La mère cigogne se mit alors à parler à ses petits, dans le nid, du pays appelé Egypte, des eaux du Nil, et de tous les magnifiques marais que l'on trouve dans ce pays lointain. Tout ceci était nouveau pour le petit crapaud et l'intéressait vivement.
- Il faut que j'aille en Egypte, dit-il. Si seulement la cigogne ou l'un des petits voulait bien m'emmener, je lui ferai une politesse le jour de ses noces. N'importe comment, je trouverai moyen d'aller en Egypte. Que je suis heureux ! Le désir que j'éprouve rend certainement plus heureux que la pierre précieuse dans la tête.

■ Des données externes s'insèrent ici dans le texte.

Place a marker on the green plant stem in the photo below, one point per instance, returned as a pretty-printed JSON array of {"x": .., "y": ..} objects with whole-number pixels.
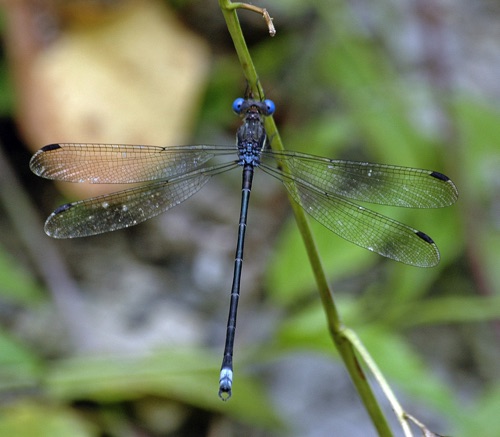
[{"x": 336, "y": 328}]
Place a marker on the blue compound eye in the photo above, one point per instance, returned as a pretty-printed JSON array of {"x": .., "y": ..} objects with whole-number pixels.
[
  {"x": 237, "y": 104},
  {"x": 270, "y": 106}
]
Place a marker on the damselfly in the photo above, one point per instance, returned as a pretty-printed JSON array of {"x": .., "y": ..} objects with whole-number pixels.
[{"x": 323, "y": 187}]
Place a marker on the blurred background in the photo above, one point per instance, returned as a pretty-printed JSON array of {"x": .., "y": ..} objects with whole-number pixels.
[{"x": 122, "y": 334}]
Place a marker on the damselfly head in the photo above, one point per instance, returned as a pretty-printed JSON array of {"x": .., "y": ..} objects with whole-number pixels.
[{"x": 241, "y": 106}]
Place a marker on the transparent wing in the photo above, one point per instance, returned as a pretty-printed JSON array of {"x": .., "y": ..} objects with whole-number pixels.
[
  {"x": 368, "y": 182},
  {"x": 126, "y": 208},
  {"x": 361, "y": 226},
  {"x": 114, "y": 163}
]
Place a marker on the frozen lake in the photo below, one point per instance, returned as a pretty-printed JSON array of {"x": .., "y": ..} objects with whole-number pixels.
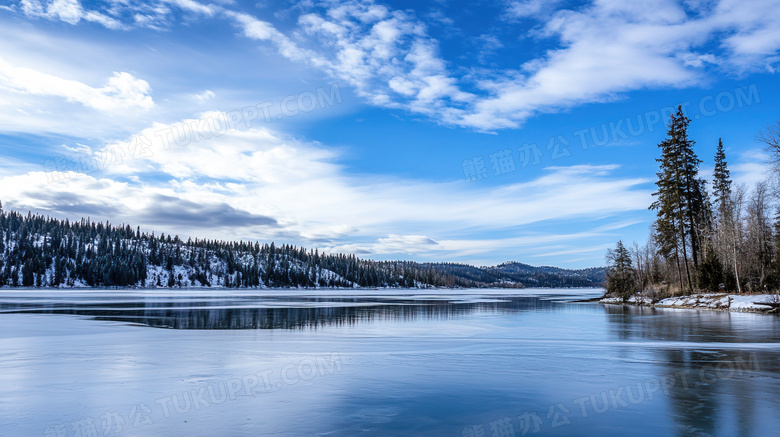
[{"x": 398, "y": 362}]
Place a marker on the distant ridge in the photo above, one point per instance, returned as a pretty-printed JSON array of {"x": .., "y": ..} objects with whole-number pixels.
[{"x": 39, "y": 251}]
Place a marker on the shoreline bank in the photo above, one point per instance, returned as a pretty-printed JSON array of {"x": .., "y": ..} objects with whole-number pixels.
[{"x": 710, "y": 301}]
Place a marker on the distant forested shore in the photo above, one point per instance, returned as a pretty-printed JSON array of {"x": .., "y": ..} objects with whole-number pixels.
[
  {"x": 41, "y": 251},
  {"x": 723, "y": 239}
]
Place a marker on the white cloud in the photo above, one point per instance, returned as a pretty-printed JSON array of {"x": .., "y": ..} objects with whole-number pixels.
[
  {"x": 205, "y": 96},
  {"x": 310, "y": 199},
  {"x": 605, "y": 48},
  {"x": 69, "y": 11},
  {"x": 530, "y": 8},
  {"x": 123, "y": 90}
]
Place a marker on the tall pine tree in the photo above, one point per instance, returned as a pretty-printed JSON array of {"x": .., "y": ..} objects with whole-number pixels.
[{"x": 681, "y": 200}]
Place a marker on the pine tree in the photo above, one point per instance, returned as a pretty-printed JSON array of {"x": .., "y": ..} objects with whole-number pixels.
[
  {"x": 621, "y": 279},
  {"x": 721, "y": 183},
  {"x": 681, "y": 200}
]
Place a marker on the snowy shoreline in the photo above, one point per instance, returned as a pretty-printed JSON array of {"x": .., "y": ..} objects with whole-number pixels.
[{"x": 710, "y": 301}]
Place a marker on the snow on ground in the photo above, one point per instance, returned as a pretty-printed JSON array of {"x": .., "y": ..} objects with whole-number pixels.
[{"x": 711, "y": 301}]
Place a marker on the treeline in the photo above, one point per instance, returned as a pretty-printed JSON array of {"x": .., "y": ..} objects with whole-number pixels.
[
  {"x": 40, "y": 251},
  {"x": 720, "y": 239}
]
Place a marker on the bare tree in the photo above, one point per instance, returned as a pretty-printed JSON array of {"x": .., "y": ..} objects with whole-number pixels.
[
  {"x": 731, "y": 232},
  {"x": 758, "y": 237}
]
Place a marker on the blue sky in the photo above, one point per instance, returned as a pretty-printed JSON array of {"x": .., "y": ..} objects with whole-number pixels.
[{"x": 476, "y": 132}]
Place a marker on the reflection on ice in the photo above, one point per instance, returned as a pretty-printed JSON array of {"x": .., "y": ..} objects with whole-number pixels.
[{"x": 279, "y": 310}]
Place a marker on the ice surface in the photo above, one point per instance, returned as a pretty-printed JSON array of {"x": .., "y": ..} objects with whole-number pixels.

Et c'était justement lui, qui avait le joyau : l'éternel désir de s'élever plus haut, toujours plus haut, il rayonnait de joie et d'amour de la vie.
A ce moment, le père cigogne descendit en vol plané ; il avait aperçu le crapaud dans l'herbe et il se saisit de lui sans aucune douceur. Il serrait le bec, ses grandes ailes battaient avec bruit, ce n'était pas du tout agréable, mais le petit crapaud savait qu'il montait très haut, vers l'Egypte, c'est pourquoi ses yeux brillaient et lançaient des étincelles.
-Couac ! couac !
Mort était le petit crapaud. Et que devenaient les étincelles ? Les rayons du soleil emportèrent le joyau qui était dans la tête du petit animal.